Hubs login flows

gfodor · November 1, 2018, 5:19pm

Proposal for Hubs login flows

There are two planned features which will require being signed into an account:

Pinning objects. To pin an object to a room (regardless of if its an upload) you’ll need to sign in. Eventually there will be a page you can go to to manage/remove your pinned objects. As a bonus this will also allow us to provide a list of rooms to you, so you can “bookmark” a room by just pinning something into it.
Becoming the host or mod of a room. Hosts can edit room settings and the name of the room, and mods + hosts can kick/mute users.

Logging in will be the same as in Spoke – enter an email address to both sign in or create an account, and you get a loading spinner while you async click on the link, and tab back.

Login status appears in the bottom of the presence list. When logged out it shows a simple “sign in” button. When logged in, it shows “Logged in as gfodor@mozilla.com [sign out]”. The expectation is that the “sign in” flow here will be basically unused, but its needed as an escape hatch for some users to sign in if they accidentally log out, session expired, etc.

We don’t store email addresses on the server. When a user logs in, we store their auth token as well as the email address they used to log in in local storage, so we can display it.
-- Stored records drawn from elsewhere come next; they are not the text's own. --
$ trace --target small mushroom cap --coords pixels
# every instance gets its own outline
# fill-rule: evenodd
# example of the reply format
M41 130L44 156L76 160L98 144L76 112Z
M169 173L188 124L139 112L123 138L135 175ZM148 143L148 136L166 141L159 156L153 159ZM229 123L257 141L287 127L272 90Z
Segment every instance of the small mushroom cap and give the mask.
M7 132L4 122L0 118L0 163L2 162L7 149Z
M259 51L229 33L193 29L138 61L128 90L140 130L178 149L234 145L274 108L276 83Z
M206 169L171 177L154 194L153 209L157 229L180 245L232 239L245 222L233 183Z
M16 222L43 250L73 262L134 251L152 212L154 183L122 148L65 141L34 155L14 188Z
Two primary sign in flows:

When you click “pin” on an object when signed out
When you click an “edit” or “gear” icon in the lobby panel at the bottom, which would normally pop up the room properties panel where you can rename the room or change room settings. (This prompt will only be available if the room does not yet have a host.)

CTA prompt for login modal should be customized depending on the mechanism which popped it. (Eg “To pin objects and save them to the room, you’ll need to sign in.”)

When linking headsets, we should transfer the token and email info to the device to prevent the need to sign in again. We may want to consider adding an additional character to the code for additional security.

Display name and avatar settings are not stored with the account. The display name and avatar settings will migrate over device linking as usual, but signing in will not automatically set the name and avatar. If a user signs out, we should re-generate a random avatar choice.

Potential idea: when you sign in, if the avatar name has not been customized, set it to the prefix of the email address.

When in VR, tapping the “pin” button will bring you out of immersive mode and show the login prompt. Hitting cancel will re-enter immersive mode. After signing in, the modal will have a “re-enter VR” button at the end that is the only way to proceed which will re-enter immersive mode. For now there is no other way to be prompted to sign in when using VR (beyond using the 2D UI before entering immersive mode.)

avrignaud · November 1, 2018, 6:01pm

I’m surprised Avatar preferences/personalization and name isn’t persisted with an account? At least as an option for those who don’t wish to deal with that every time? Thoughts?

Tl;dr - once we have accounts, users will likely expect similar functionality to what accounts give them on other platforms. If we have [good reasons] not to enable, we should consider offering the option to those users who care.

gfodor · November 2, 2018, 4:01am

A couple of reasons:

Persisting the name in the db is a big change in privacy in terms of what data we store
The current local storage based mechanism, combined with hub.link, works well today because the range of customization is very limited (it’s basically trivial to set your name and avatar choice if you are on a new device.)
It’s unclear strategically how we want to tie these things to accounts overall. For example, what model do we use for identifiers, how do those connect to avatar choices, do we give you the option to take on multiple personas, etc.

My expectation is that a new avatar system will roll out with the new accounts system planned next year and by that point we’ll have a solid plan of how we want to save personalized avatars and/or identities into that account. The current accounts are mostly there so we have a way to connect back to resource usage and apply security policies in a safe manner so we can enable pinning and moderation tools. To try to tackle all of this at once seems like a bad idea, since adding more persistent avatar customization options and persistent identity can always be added later, but it is really hard to unwind if we make bad choices in the design today. There are many ways to design this stuff (consider just the choices to be made around username allocation, uniqueness, and display name as one of several facets) so I think we should not block pinning + moderation tools on getting to a point of confidence on those things.

avrignaud · November 3, 2018, 1:13pm

Gotcha, and makes sense. As long as we’re looking ahead at this for next year/new Avatars and Auth, no issues from me!